In a comment under this post, someone talks about the terrible experience they are having after fleeing their employer:
I can't advise someone's child to kemboi. Saudi has changed alot, these women especially in Riyadh are beasts, you can work a whole month and madam can choose not to pay you, afterall you can't report her. Another thing Africans are being deported in large number [...]. There's no security here [...] someone who hosts you can choose to throw you anytime if you delay paying rent, lastly Kenyans out here are so wicked[...]. A times I real want to go back to my employer but I know they can slaughter me [sic].

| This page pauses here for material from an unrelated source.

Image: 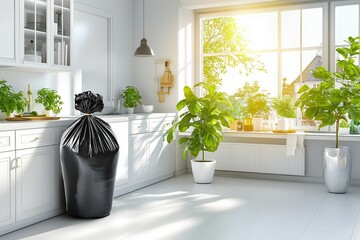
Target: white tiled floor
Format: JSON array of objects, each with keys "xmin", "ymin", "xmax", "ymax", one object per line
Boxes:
[{"xmin": 0, "ymin": 175, "xmax": 360, "ymax": 240}]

A former domestic worker tricked, exploited and sexually abused
Our team spoke to a Kenyan woman who we are calling Mary who went to Saudi Arabia to work as domestic worker. She told us that life was very difficult with her legal employer: “Life was not easy. I could go hungry in my employer's house. More work, less food, less sleep.”
Mary decided to post about her bad experiences in a Facebook group. A woman who saw her post said she could help, promising Mary a better life with less work and more freedom.
The woman said she would help Mary for 3,500 Saudi riyals (equivalent to 885 euros). Mary decided to take the woman up on her offer and gave the woman her address: “I shared my location with her and she sent a driver who picked me when I went to throw litter by the road”.
After picking Mary up, the driver dropped her at the home of this woman, who turned out to be a dalala.
Mary didn’t have the money to pay the woman back for the escape. So the dalala told her “to accept any job available to get some money and pay for transportation and driver. I accepted, she told me to get ready for anything. Then she came with two men. They just used me as a sex toy. That is how they recovered the money they were demanding from me.”
Mary didn’t want to tell us how she was able to escape and return to Kenya.
'Domestic workers who want to change employers due to abuse, non-payment, or whatever reason, often have no one else to turn to'
The NGO Migrants Rights says that dalalas are often from the same country as the domestic workers they prey on. Sometimes they are former domestic workers themselves. In other cases, dalalas pretend to work for “recruitment agencies.”
Rima Kalush is the spokesperson for Migrant Rights:
They can and do exploit co-nationals. But they exist because there are needs not being met by the state. Domestic workers who want to change employers due to abuse, non-payment, or whatever reason, often have no one else to turn to – under the sponsorship system, all migrant workers can encounter difficulties in changing employers, but domestic workers face the greatest restrictions. Brokers can and do take advantage of this vulnerability, but the source of the problem is the lack of labour protections for domestic workers. In local (origin and destination country) media reporting, you will often see government officials blaming women for leaving their employers and being lured by these brokers, without really acknowledging why people have to leave in the first place.
The United Nations’ body, the International Organization for Migration (IOM), is aware of the issue. They do run programs to help migrant workers return to their home countries. However, it is often hard to access undocumented workers.
“It is difficult for the Government of Kenya to trace where the migrants are, as runaways hardly get in touch with the embassy to update on their location,” said Yvonne Ndege, the spokesperson for the IOM in East Africa.
Our team reached out to the Kenyan Embassy in Saudi Arabia about the situation of undocumented Kenyan domestic workers. However, we didn’t get a response.
This article was written in collaboration with Hillary Ingati / RFI Kiswahili.